And to prove the versatility of the material, Darby’s grandson built an iron bridge across the Severn.

In 1779, there was no knowledge of welding and the bridge used woodwork joints. It rapidly became world famous. Records show that people came from America, France, Belgium, Prussia, Sweden, Poland and Venice to see the wonder of the age. The Tontine hotel was built nearby to accommodate the visitors and the town of Ironbridge gradually grew around it.

Through the Victorian era the heavy industry declined, but the area’s reputation did not. The Darbys’ Coalbrookdale works was by this time producing decorative metalwork of intricate beauty. Two miles downstream, the Coalport chinaworks was exporting its wares across the world. And on the Severn’s southern bank, the Jackfield factories were producing tiles and architectural ceramics.

But by 1920s the whole area was in deep decline. The pits of the Shropshire coalfield would last a few more years, but the Coalport china factories closed in 1926 and the Coalbrookdale works had shrunk down to a fraction of its former self.

The slow slide into honourable obscurity was halted in 1963, when the government designated the whole area as a new town. Named Telford, after the 18th century engineer, Thomas, who built roads and canals in the area, the new town was centred on the old mining villages of Dawley and Madeley.

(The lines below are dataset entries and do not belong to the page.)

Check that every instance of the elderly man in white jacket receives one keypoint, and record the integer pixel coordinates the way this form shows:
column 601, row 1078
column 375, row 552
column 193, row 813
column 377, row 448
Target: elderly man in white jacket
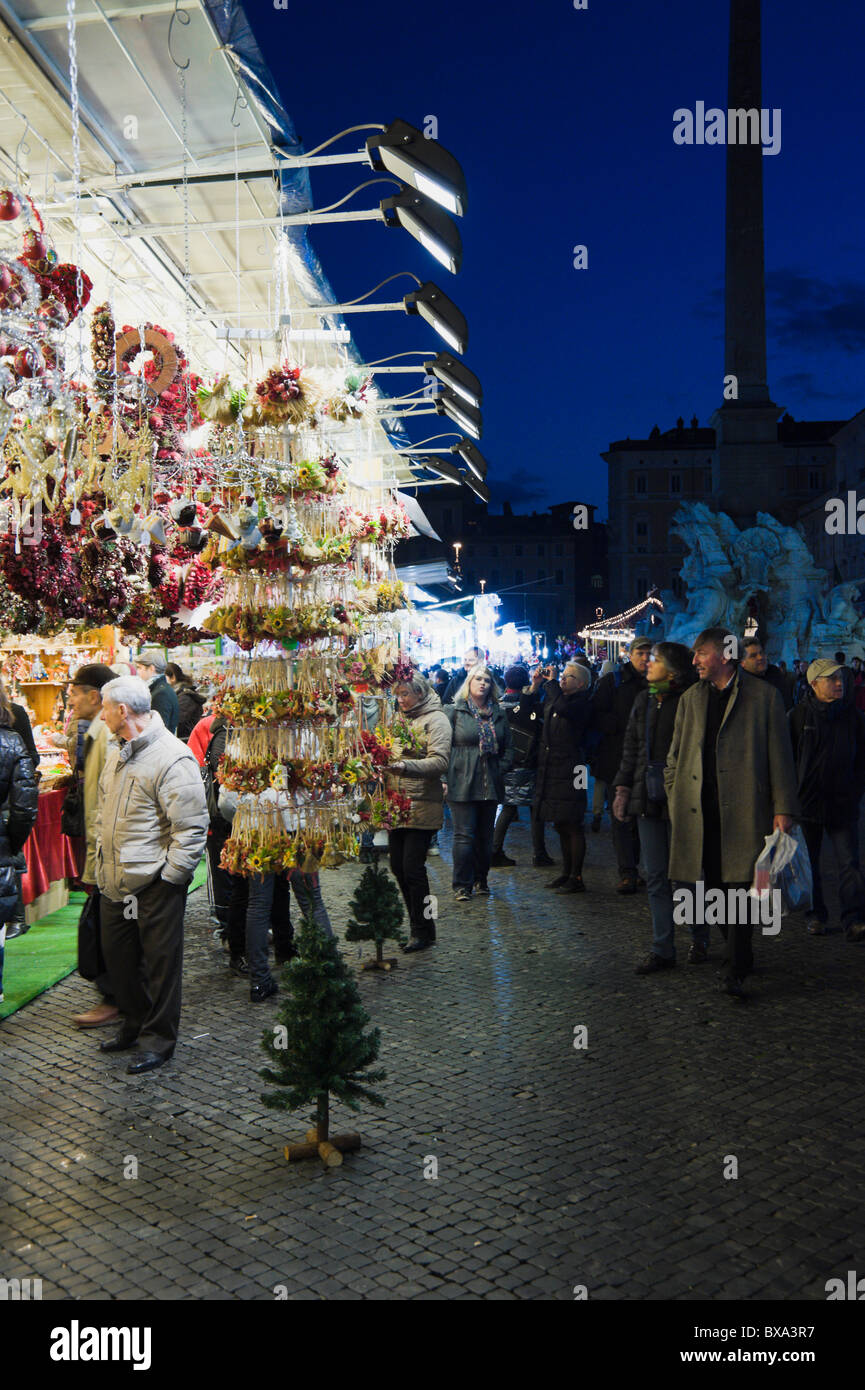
column 150, row 834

To the north it enveloped the market town of Wellington, and its southern boundary was the Gorge, by now largely derelict.

Forty years later the changes are dramatic. Huge estates and massive inward investment have brought people and jobs to the town. The Darbys’ successors still make iron goods, in the form of the popular Aga cooker. The industrial heritage is in the care of the Ironbridge Gorge Museum Trust, a charity that has cannily used every grant to ensure that future generations could come and see how their forefathers worked and lived.